Late in the 20th century, some wildfire-causing sources such as cigarette smoking declined. But human development also spread further into fire-prone areas, leading to more ignitions from cars, power lines and other infrastructure.

Mitigating and managing wildfires in the future will require better-tailored approaches that account for environmental complexity, MacDonald said. Prescribed burns and vegetation thinning can help prevent destruction in places where communities and property are at risk but because fire is a natural force in the western U.S., he says, letting fires burn is often the best approach in remote areas.

Efforts to effectively adapt to wildfire should also account for and support Indigenous cultural practices, Middleton Manning said.
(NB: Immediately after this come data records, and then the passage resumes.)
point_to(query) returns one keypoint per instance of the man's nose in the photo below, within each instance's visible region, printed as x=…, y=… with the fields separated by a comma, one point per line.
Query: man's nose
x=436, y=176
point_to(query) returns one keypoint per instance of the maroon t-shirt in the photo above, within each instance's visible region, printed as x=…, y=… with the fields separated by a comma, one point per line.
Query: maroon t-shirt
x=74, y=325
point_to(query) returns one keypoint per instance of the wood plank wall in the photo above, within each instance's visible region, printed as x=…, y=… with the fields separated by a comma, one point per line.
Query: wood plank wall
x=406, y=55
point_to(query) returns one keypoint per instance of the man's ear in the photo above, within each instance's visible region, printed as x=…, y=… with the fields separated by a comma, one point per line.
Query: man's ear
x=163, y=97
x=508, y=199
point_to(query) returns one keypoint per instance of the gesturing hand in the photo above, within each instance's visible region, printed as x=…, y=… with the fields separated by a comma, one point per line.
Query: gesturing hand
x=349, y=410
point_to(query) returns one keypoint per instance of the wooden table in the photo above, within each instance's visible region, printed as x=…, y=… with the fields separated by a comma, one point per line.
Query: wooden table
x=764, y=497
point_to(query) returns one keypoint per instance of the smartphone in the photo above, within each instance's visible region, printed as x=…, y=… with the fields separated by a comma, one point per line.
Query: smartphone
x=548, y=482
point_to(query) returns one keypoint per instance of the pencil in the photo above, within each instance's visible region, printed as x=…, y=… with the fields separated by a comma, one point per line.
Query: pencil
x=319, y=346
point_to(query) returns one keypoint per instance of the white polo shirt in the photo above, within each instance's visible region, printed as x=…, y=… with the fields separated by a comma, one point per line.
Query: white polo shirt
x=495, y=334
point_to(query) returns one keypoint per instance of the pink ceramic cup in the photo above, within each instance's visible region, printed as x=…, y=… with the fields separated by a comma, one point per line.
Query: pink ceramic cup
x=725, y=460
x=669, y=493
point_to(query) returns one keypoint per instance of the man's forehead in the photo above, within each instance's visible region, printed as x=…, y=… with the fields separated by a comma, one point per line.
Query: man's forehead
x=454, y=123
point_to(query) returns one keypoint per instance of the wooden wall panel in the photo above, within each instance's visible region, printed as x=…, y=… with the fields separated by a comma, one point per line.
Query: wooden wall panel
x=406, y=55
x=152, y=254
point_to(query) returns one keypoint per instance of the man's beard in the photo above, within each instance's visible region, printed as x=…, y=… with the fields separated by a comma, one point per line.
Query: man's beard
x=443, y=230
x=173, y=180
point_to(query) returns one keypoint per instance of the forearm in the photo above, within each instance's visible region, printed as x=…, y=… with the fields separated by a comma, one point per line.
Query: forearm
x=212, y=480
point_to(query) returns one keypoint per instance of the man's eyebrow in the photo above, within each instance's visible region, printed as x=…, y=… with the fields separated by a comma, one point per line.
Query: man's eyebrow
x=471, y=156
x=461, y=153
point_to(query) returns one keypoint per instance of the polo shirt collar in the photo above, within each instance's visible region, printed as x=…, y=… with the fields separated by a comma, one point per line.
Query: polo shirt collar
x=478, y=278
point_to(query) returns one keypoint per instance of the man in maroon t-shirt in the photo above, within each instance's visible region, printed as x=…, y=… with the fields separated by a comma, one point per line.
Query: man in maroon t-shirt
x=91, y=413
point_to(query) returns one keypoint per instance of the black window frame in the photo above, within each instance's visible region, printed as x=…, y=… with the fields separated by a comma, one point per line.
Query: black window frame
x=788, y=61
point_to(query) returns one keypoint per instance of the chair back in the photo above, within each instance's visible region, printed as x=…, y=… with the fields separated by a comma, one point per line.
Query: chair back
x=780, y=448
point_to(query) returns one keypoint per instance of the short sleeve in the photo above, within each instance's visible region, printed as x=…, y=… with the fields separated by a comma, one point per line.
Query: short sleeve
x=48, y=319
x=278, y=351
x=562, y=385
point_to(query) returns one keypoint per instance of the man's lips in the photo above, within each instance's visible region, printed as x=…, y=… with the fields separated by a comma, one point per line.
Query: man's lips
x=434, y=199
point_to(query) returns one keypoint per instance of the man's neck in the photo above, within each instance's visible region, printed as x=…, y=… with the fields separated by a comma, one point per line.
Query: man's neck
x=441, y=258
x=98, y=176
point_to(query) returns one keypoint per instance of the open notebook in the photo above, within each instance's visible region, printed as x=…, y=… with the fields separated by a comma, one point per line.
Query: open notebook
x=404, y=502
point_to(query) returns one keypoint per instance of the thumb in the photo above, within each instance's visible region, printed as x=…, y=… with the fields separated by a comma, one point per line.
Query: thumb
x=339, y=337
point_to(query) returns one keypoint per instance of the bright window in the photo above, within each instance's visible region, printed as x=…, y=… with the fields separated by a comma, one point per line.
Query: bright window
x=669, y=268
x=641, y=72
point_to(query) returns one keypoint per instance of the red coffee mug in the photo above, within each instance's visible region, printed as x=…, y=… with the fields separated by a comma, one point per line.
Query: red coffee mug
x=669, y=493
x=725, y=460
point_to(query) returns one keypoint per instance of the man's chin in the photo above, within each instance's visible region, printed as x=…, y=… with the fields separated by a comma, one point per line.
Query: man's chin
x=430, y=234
While some political leaders have argued that governmental overprotection of forests has been the primary cause of worsening fires, the reality is more nuanced. Increased logging and clearing trees may help in some locations. But in other places, evidence suggests it can lead to worse fires. For instance, opening the tree canopy allows sunlight to dry vegetation, MacDonald said, increasing the amount of dry plant matter that feeds wildfires.

One conclusion the authors came to: Solely investing in more firefighters on the ground and in aircraft is unlikely to be successful.

“We’re spending a huge amount of money with some unbelievably dedicated and talented people, but that will not be the solution,” MacDonald said. “We’re not going to be able to tamp this down to the levels of burning we saw in the mid- to late-20th century using fire suppression alone.”

Implementing thoughtful and informed ways to reduce the severity of wildfires at a local and regional level will take more than a few years, he said. And with climate change continuing to change landscapes and worsen the problem, it may be time to reimagine how we coexist with wildfires.

Collaboration across communities and various local, state and federal agencies will be key to better adapting to wildfire, which is “a natural part of our ecosystems,” said Carolyn Enquist, paper co-author and acting federal director of the United States Geological Survey’s Southwest Climate Adaptation Science Center.

“It’s all these things working together to create one giant, synergistic, complex problem,” she said. “No one agency, entity or government level is going to be able to tackle this on its own.”